Rethinking Graph Convolution for 2D-to-3D Hand Pose Lifting
For researchers in 3D hand pose estimation, this work provides evidence that adaptive attention mechanisms are more effective than fixed graph convolutions, suggesting a shift in inductive bias for skeleton-based lifting tasks.
The paper challenges the use of fixed graph convolution for 2D-to-3D hand pose lifting, showing that standard multi-head self-attention outperforms GCN baselines, reducing MPJPE from 12.36 mm to 10.09 mm on the FPHA benchmark.

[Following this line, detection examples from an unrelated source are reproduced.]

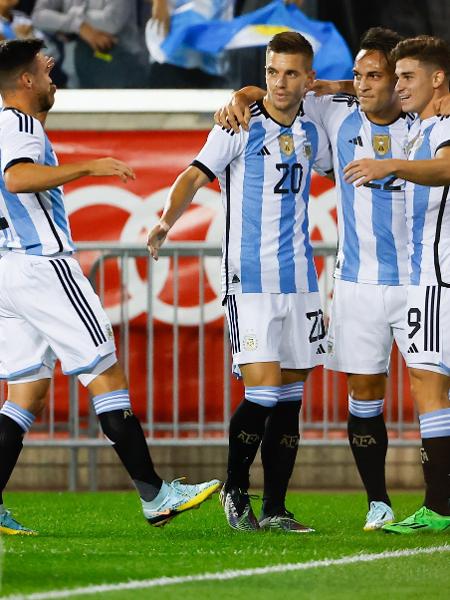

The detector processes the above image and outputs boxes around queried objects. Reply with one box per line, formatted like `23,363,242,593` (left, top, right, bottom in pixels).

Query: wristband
159,219,171,233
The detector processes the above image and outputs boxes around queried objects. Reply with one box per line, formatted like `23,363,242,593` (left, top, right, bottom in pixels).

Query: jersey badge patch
278,133,294,156
372,135,391,156
303,142,312,160
244,334,258,352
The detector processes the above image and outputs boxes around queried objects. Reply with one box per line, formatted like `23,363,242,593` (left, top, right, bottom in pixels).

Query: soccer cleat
259,508,315,533
363,500,394,531
382,506,450,534
0,510,37,535
220,486,260,531
143,479,220,527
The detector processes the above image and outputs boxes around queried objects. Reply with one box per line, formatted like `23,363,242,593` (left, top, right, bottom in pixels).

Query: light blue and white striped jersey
192,103,332,295
0,108,74,256
406,116,450,287
303,94,414,285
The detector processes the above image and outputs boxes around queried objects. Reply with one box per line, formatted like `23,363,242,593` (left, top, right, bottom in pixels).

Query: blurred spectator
17,0,36,15
0,0,67,87
32,0,147,88
149,0,234,89
0,0,38,40
379,0,450,42
317,0,450,53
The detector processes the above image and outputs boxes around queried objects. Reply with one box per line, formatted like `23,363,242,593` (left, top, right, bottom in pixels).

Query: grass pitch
1,492,450,600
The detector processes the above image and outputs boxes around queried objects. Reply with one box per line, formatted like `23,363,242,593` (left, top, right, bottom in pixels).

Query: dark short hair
392,35,450,79
0,39,44,90
359,27,403,67
267,31,314,65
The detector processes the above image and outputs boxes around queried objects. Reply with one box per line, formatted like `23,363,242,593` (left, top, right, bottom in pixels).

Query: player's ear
20,71,33,90
305,69,316,91
433,70,445,89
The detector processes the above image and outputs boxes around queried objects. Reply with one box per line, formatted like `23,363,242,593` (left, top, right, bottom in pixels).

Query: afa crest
303,142,312,160
278,133,294,156
372,135,391,156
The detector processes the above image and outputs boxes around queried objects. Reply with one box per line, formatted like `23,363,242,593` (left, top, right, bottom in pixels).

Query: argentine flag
146,0,353,79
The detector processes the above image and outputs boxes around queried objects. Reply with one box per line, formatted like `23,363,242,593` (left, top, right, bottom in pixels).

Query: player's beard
38,90,55,112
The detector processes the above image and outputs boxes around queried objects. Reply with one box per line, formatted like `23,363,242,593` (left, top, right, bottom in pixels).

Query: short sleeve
433,117,450,155
313,125,333,175
302,92,358,137
192,125,248,181
0,110,43,173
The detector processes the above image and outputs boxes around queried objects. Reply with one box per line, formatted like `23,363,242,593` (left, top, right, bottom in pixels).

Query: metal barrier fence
2,242,417,489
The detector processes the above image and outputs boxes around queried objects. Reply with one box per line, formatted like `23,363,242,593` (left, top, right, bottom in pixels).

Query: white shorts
226,292,326,369
325,279,407,375
0,252,115,384
406,285,450,375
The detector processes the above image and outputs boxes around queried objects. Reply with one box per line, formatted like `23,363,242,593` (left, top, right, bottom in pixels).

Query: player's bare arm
214,85,266,133
5,158,136,194
434,94,450,117
311,79,355,96
344,146,450,187
147,166,209,260
214,79,355,133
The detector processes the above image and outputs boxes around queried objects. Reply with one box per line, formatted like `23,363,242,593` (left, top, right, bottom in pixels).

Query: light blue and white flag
146,0,353,79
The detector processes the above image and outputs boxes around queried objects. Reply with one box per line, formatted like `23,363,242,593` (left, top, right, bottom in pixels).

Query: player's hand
214,92,251,133
88,158,136,183
310,79,341,96
13,23,33,40
344,158,392,187
147,223,168,260
152,0,170,37
434,94,450,117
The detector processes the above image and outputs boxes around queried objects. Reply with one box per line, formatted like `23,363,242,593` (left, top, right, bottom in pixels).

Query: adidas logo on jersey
348,135,363,146
408,344,419,354
256,146,270,156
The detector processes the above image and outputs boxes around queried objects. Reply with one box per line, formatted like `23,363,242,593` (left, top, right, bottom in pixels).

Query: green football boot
0,510,37,535
381,506,450,534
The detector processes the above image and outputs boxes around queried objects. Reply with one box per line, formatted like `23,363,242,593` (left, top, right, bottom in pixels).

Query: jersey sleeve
302,92,358,137
313,124,333,175
0,111,43,173
191,125,248,181
433,117,450,155
303,92,336,130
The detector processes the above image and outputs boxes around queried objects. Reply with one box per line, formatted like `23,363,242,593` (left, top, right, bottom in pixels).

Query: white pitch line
2,544,450,600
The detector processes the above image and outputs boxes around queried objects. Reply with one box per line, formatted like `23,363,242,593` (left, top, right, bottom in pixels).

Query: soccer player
216,28,414,531
345,36,450,534
0,39,219,535
148,32,332,532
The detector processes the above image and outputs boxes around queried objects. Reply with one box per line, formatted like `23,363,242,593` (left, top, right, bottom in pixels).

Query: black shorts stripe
430,285,436,352
436,285,441,352
222,165,231,305
230,296,241,352
50,260,100,346
423,285,441,352
57,258,107,342
227,296,236,354
35,194,64,252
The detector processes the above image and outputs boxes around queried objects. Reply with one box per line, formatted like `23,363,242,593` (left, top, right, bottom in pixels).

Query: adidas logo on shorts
407,344,419,354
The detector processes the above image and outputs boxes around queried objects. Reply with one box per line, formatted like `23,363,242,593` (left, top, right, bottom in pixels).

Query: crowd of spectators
0,0,450,88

Graph convolutional networks (GCNs) are widely used for 3D hand pose estimation, where the hand skeleton is encoded as a fixed adjacency graph. We revisit whether this is the most effective way to incorporate hand topology in 2D-to-3D lifting. In this paper, we perform controlled, parameter-matched ablations on the FPHA benchmark and show that standard multi-head self-attention consistently outperforms GCN baselines. Even when the GCN is strengthened with multi-hop adjacency and matched parameter count, self-attention reduces MPJPE from 12.36 mm to 10.09 mm. A skeleton-constrained graph attention network recovers most of this gap, indicating that input-dependent aggregation is a major source of improvement, while fully connected attention yields additional gains. We further show that hand topology is most effective when introduced as a soft structural prior through graph-distance positional encoding, rather than as a hard adjacency constraint. These results suggest that, for hand pose lifting, adaptive spatial attention is a more effective inductive bias than fixed graph convolution.